The School is embedded in a beautiful environment.
La Rábida Monastery
A few steps from our venue you find La Rábida Monastery. It was declared National Monument in 1856. Cristobal Colón arrived to it in 1485 and found there help and support for his project. A visit to the monastery, with buildings from the late fourteenth and early fifteenth century, is worthwhile.
The following lines are extracted from the web page of the Patronato de Turismo de Huelva.
El Parador beach
Beach belonging to the municipality of Moguer at the foot of the cliffs and between pine forests facing the Parador Cristobal Colon de Mazagon. Visitors to these 2,000 m of remote beach will notice intense aromas, since the vital natural explosion which is Doñana is nearby. Easy access by car, and with a pleasant picnic area at the Parador (a classic Spanish state-owned hotel), from where it is recommended that you take the short walkway down to the coast, which winds among the pines and above the cliffs.
At the same shore from which the discovers of America cast off, and close to La Rabida, this beach lies between two lighthouses, on the dunes of El Picacho, to the south of El Espigon. Almost six kilometres of developed beach, calm waters and highly innovative installations for leisure activity and services, the marina at Mazagon has, in just a few years, become a privileged place for the elite to sail along the marina entrance which leads to the Mediterranean.
Doñana (National Park)
Considered one of the world's most important natural locations, the territory of Doñana encompasses over 100,000 hectares of protected land, almost all of which is located within the province of Huelva.
The specially protected National Park lies within this territory, occupying 50,720 hectares on the right-hand bank of the Guadalquivir River and its estuary on the Atlantic Ocean.
Doñana was declared World Heritage Site in 1994. The Visitor's Centres in El Acebrón, La Rocina or El Acebuche prepare the interested traveller to take a guided visit to the interior of the park.
The balance between the currents of the Atlantic Ocean and the streams from the Guadalquivir river form a strange but simple universe. Where the wind has more power the dunes become larger, where sweet water is abundant lakes are formed and where the sea enters salt marshes advance. The ecosystems: salt marshes, hills, forests and dunes add to an explosion of life that is hard to describe. These different wild spaces are home to an incredibly rich variety of fauna and serve as wintering sites of more than 300,000 waterfowl every year. Some of those bird species are seriously threatened, such as the white-headed duck, the marbled duck, the purple swamphen and the slender-billed gull. Doñana also harbours two of the European animal species currently facing the highest risk of extinction - the Spanish imperial eagle and the Iberian lynx, both endemic to the Iberian Peninsula.

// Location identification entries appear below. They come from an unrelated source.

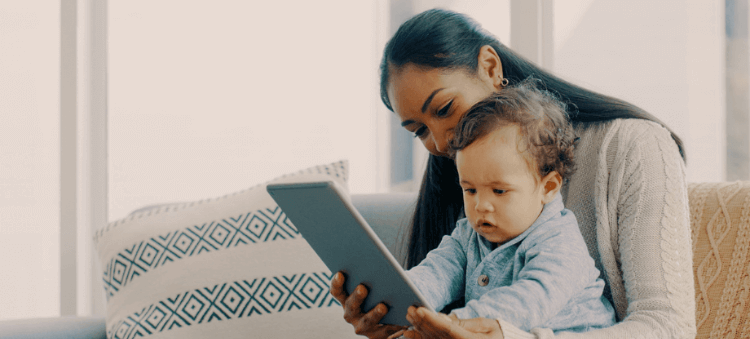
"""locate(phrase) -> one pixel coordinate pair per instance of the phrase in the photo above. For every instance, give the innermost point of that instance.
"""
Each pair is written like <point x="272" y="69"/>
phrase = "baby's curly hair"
<point x="543" y="120"/>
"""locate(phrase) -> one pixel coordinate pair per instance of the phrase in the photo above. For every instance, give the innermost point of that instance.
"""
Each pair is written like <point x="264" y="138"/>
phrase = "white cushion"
<point x="230" y="267"/>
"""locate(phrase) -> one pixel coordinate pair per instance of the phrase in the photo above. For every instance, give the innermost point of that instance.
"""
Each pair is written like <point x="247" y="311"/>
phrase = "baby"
<point x="518" y="255"/>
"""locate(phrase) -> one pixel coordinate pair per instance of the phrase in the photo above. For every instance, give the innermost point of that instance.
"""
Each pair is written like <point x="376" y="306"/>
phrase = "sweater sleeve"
<point x="643" y="237"/>
<point x="440" y="276"/>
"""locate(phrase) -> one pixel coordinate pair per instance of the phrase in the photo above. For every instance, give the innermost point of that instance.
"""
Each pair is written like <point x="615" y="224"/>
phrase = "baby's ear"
<point x="551" y="184"/>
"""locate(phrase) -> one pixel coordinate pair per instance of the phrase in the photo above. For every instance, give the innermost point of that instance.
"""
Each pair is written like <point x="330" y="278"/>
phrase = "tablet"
<point x="323" y="213"/>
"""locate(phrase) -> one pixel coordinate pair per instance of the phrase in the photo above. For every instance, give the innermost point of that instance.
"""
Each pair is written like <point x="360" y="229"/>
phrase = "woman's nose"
<point x="442" y="142"/>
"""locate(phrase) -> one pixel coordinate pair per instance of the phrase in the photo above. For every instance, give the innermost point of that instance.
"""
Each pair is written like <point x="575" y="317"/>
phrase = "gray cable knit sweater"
<point x="629" y="195"/>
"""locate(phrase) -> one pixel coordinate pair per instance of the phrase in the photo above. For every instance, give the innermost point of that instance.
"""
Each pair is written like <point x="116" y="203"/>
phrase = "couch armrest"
<point x="54" y="328"/>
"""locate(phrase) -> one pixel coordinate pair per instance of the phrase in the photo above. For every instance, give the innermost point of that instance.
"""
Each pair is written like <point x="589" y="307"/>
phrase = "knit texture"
<point x="630" y="197"/>
<point x="720" y="219"/>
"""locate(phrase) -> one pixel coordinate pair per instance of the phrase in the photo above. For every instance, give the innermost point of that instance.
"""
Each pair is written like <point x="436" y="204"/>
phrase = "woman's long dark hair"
<point x="443" y="39"/>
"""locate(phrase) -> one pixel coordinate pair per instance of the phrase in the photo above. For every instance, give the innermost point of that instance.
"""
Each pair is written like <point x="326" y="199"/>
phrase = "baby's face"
<point x="502" y="197"/>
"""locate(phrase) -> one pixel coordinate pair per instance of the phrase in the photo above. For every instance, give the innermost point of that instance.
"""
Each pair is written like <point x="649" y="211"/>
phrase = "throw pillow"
<point x="229" y="267"/>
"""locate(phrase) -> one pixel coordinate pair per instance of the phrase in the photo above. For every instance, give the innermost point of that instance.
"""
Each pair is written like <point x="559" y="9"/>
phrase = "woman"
<point x="629" y="191"/>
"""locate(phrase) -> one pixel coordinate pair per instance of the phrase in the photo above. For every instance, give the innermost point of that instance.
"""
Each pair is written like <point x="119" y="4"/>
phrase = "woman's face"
<point x="430" y="102"/>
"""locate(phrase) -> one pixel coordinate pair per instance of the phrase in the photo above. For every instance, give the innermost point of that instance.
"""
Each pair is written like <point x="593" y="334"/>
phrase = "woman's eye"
<point x="420" y="132"/>
<point x="444" y="111"/>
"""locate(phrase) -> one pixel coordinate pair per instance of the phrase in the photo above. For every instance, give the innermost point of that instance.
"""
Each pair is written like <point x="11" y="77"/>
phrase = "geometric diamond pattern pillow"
<point x="230" y="267"/>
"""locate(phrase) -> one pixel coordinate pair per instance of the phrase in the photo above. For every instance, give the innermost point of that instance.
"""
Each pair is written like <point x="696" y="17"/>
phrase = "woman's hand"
<point x="367" y="324"/>
<point x="432" y="325"/>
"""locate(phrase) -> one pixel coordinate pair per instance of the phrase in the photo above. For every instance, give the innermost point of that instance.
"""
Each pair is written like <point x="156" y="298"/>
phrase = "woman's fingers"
<point x="428" y="324"/>
<point x="353" y="305"/>
<point x="337" y="288"/>
<point x="366" y="324"/>
<point x="372" y="318"/>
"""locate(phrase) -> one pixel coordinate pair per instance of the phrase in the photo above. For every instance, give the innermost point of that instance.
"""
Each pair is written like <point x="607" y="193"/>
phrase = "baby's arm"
<point x="556" y="267"/>
<point x="440" y="276"/>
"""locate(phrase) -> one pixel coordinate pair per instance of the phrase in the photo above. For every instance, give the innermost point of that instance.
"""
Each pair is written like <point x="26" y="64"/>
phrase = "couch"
<point x="720" y="222"/>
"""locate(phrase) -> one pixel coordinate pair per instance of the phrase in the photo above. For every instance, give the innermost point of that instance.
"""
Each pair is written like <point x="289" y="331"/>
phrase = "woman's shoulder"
<point x="626" y="133"/>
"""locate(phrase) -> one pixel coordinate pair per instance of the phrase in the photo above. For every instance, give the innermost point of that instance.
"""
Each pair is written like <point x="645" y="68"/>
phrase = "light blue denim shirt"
<point x="545" y="277"/>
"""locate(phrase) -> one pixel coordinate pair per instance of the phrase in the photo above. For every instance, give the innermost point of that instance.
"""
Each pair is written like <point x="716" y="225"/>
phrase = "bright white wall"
<point x="664" y="56"/>
<point x="208" y="98"/>
<point x="29" y="159"/>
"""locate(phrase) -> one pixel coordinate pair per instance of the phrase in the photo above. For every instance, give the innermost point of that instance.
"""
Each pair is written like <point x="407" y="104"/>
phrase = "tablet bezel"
<point x="323" y="213"/>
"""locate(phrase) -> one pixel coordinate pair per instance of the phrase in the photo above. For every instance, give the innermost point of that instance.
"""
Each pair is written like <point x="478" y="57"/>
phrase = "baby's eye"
<point x="420" y="132"/>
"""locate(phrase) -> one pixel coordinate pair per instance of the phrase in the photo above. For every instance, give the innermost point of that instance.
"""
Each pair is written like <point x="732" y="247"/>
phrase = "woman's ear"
<point x="551" y="184"/>
<point x="490" y="67"/>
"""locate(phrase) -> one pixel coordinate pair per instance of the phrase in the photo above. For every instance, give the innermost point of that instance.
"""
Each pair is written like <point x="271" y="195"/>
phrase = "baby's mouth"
<point x="483" y="223"/>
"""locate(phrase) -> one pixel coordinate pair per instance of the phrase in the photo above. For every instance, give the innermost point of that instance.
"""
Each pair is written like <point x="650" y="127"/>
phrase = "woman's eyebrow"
<point x="429" y="99"/>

Odiel Salt Marshes (Natural Park)
The Natural Site of the Odiel Salt Marshes, a UNESCO Biosphere Reserve, is located on the banks of Huelva's tidal inlet, divided between the townships of Gibraleón, Aljaraque, Punta Umbría and Huelva. It is the second largest wetland in Huelva - second only in size, for its beauty and environmental value are incomparable. The protected area occupies 7,185 hectares of land and also includes the Natural Reserves of the El Burro Salt Marshes and En Medio Island. The Odiel Salt Marshes are the result of the interaction between the dynamics of the Odiel River current and the tides of the Atlantic Ocean, which has generated an intertidal ecosystem that attracts large numbers of broadbilled sandpipers and makes these marshes an important wintering site for various species of waterfowl. The fauna of the salt marshes includes the largest colony of spoonbill chicks on the continent, accounting for approximately one-third of the entire European population. They are also home to grey and purple herons, black storks, cranes and flamingos, as well as birds of prey often found in wetland environments such as the osprey and the marsh harrier.